2010年11月25日 02時15分59秒 | 雑記
最近、知り合いから、ブログ読んでるよ、と言われることがたまにある。一番反響が多いのが永谷園煮込みラーメンのことで、おいしかったとか、今度食べてみるとかの連絡が絶えない。わたしとしては複雑な気持ちだ。岩登りの話とか、読んだ本のこととか頑張って書いているのに、わたしがやっていることはあまり興味を惹かず、読者が気になるのは煮込みラーメンのことばかりであるらしい。
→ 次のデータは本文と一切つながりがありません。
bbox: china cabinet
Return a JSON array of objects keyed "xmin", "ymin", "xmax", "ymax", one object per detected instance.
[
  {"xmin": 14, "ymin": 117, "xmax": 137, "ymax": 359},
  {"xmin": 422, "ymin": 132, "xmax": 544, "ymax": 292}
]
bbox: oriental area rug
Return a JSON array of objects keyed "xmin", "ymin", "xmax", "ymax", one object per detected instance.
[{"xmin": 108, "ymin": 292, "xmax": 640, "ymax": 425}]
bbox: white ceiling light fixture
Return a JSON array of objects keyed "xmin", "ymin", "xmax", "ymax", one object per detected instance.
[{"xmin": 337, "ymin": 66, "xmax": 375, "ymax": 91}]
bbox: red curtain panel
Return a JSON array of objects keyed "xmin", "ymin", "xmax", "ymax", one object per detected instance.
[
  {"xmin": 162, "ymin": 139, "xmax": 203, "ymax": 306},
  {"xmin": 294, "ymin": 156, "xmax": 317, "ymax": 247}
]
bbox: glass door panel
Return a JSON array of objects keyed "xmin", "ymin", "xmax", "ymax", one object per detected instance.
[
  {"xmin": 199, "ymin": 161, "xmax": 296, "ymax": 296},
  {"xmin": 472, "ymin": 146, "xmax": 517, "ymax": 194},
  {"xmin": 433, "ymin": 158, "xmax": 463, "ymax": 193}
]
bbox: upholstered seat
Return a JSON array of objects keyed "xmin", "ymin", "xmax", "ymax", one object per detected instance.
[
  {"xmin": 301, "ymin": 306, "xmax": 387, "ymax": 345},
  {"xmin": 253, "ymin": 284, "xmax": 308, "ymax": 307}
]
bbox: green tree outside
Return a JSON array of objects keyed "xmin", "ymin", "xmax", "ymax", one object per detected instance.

最悪だったのは探検部の後輩M上で、「かくはたさんのブログで一番影響を受けたのが煮込みラーメンですが、あまりにも期待しすぎたため、思ったほどおいしくなかったです」と言われた。彼には、まず一度、ニンニクと唐辛子を加えて豚肉を炒め、焦げ目がついたところで野菜を加え、しんなりしたら、お湯を入れて麺をゆでて、最後に酢とコショウ、七味を加えたほうがいいと忠告しておいた。M上のように、思ったほどおいしくなかった人は、上記の方法で調理してもらいたい。

というわけで、煮込みラーメンのことは、もう二度と書かない。

代わりに、マルタイ棒ラーメン(しょうゆ味)のおいしい作り方を紹介しよう。お湯を少なめにして、麺をかためにゆでる。刻んだネギとおろしニンニク、ごま油、酢を加え、コショウ、七味を少々ふりかけると、あら不思議。そのへんのラーメン屋よりも、よっぽどうまいラーメンができあがる。夜食に最適である。北極に向けて、今日から夜のランニングの距離を10キロから20キロに伸ばしたが、走行後の棒ラーメンは実にうまかった。

棒ラーメンはかさばらないので、山の食料で持っていく人が多い。家でも食べているというと、バカじゃないかという視線で見られるが、麺にはコシがあり、スープの味もしっかりしていて、インスタント麺としては秀逸だと思う。

お気づきの方もいると思うが、わたしはすべてのインスタント麺に同じ調味料を加える(いや、すべての料理と言っても、過言ではない)。その結果、自分好みの味になるが、全部似たような味になり、それが克服できずに困ってもいる。